West Grama departed Boston on 25 March and arrived at Halifax two days later. Departing from that port on 29 March, she sailed in Convoy SC 156 and arrived at Barry Roads on 13 April, and by 7 May, she had arrived at Methil. West Gramas whereabouts and movements through early June are not recorded. Other ships that had been selected as blockships assembled in a "corncob" fleet at Oban, though it's not clear if West Grama did or not. The "corncob" fleet was the group of ships intended to be sunk to form the "gooseberries", shallow-water artificial harbors for landing craft. Poropat reports that once the ship crews were told of their mission while anchored at Oban, they were not permitted to leave the ships.

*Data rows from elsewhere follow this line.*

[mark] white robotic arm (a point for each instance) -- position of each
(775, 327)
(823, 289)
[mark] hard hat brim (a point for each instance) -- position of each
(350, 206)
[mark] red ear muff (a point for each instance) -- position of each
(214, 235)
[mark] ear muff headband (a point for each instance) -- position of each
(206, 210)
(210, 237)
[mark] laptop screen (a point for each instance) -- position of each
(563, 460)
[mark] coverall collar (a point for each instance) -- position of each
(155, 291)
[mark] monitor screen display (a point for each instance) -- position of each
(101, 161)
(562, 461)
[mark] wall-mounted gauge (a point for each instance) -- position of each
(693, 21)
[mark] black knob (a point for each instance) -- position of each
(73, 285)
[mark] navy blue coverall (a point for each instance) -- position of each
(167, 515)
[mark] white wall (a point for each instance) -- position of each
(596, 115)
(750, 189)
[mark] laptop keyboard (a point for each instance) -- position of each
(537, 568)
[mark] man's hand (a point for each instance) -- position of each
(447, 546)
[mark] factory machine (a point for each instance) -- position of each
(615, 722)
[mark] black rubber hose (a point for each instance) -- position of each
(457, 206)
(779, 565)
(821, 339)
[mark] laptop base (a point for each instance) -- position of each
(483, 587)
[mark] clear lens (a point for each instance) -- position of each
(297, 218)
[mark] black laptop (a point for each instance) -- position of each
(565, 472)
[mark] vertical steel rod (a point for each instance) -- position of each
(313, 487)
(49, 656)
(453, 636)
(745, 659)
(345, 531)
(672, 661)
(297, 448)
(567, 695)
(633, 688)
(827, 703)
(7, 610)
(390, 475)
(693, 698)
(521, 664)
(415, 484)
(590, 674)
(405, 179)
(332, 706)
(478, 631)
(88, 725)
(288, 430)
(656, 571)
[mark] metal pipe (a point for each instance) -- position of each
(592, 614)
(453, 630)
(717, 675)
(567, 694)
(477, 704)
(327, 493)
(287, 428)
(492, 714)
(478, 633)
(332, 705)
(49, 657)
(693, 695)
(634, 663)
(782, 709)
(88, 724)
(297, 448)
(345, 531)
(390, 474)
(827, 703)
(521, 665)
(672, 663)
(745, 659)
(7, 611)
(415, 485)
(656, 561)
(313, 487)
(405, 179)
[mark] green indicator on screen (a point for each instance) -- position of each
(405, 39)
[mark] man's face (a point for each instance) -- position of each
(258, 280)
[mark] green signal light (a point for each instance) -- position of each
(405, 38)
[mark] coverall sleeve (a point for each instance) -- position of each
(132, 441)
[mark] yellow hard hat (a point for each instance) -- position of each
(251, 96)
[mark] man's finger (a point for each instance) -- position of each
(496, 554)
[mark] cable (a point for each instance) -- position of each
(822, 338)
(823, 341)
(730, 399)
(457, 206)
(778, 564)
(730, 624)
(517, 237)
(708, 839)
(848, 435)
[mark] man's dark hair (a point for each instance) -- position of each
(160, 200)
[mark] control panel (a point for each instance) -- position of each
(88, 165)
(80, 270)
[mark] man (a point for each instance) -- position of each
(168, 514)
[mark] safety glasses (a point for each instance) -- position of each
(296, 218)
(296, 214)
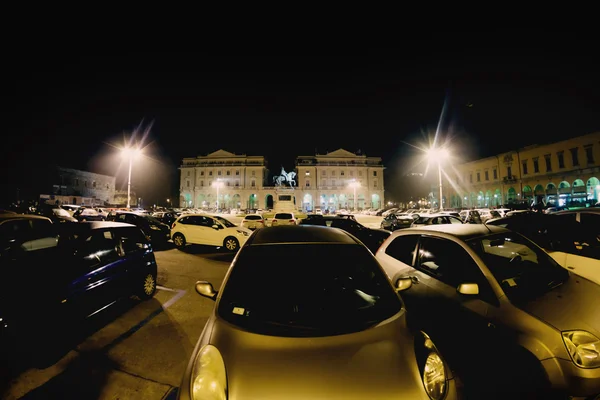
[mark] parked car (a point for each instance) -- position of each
(102, 211)
(392, 221)
(83, 214)
(156, 232)
(470, 217)
(512, 326)
(89, 267)
(55, 213)
(253, 221)
(572, 244)
(22, 233)
(210, 230)
(436, 219)
(284, 218)
(328, 324)
(372, 238)
(166, 217)
(589, 218)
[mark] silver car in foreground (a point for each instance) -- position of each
(510, 320)
(306, 312)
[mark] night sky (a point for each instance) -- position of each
(486, 92)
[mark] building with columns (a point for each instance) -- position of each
(560, 173)
(329, 181)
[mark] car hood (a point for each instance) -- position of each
(380, 232)
(571, 306)
(375, 363)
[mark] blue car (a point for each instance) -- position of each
(91, 266)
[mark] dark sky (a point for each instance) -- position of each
(488, 92)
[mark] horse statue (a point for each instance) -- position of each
(277, 180)
(290, 178)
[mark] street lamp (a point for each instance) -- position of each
(130, 153)
(438, 154)
(217, 184)
(354, 184)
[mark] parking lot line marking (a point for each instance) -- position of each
(143, 322)
(167, 289)
(173, 299)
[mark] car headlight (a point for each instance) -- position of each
(583, 347)
(431, 367)
(434, 376)
(209, 379)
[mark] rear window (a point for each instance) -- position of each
(283, 216)
(310, 296)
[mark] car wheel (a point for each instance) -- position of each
(179, 240)
(148, 286)
(231, 244)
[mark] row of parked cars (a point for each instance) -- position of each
(71, 270)
(435, 311)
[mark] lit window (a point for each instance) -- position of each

Three "corncob" convoys, consisting of what one author called the "dregs of the North Atlantic shipping pool", departed from Poole and reached the Normandy beachhead the next day, shortly after the D-Day landings. Poropat reports that the corncob ships traveled under cover of darkness and, stripped of all unnecessary equipment, carried no radios, having only a signal lamp (with a spare bulb) for communication. Once at the designated location, the ships were put into position and scuttled over the next days, under heavy German artillery fire. Naval Armed Guardsmen manned the guns on all the gooseberry ships to protect against frequent German air attacks. All the while, harbor pilots—about half of the New York Bar Pilots Association, according to one source—carefully positioned the ships. West Grama was sunk off Omaha Beach on 8 June, though she continued to serve as an antiaircraft platform manned by Navy gun crews. On 9 June, West Gramas gunners fired 19 times and were credited with assisting in the downing of one German airplane; only one of West Gramas Navy gunners was wounded during the attack. On 14 June, West Grama escaped serious damage when a bomb landed near the ship. By the time her Naval Armed Guardsmen were replaced by Army crews on 18 June, they had received credit for a second assist, and had been awarded a battle star for their participation in the Normandy Landings.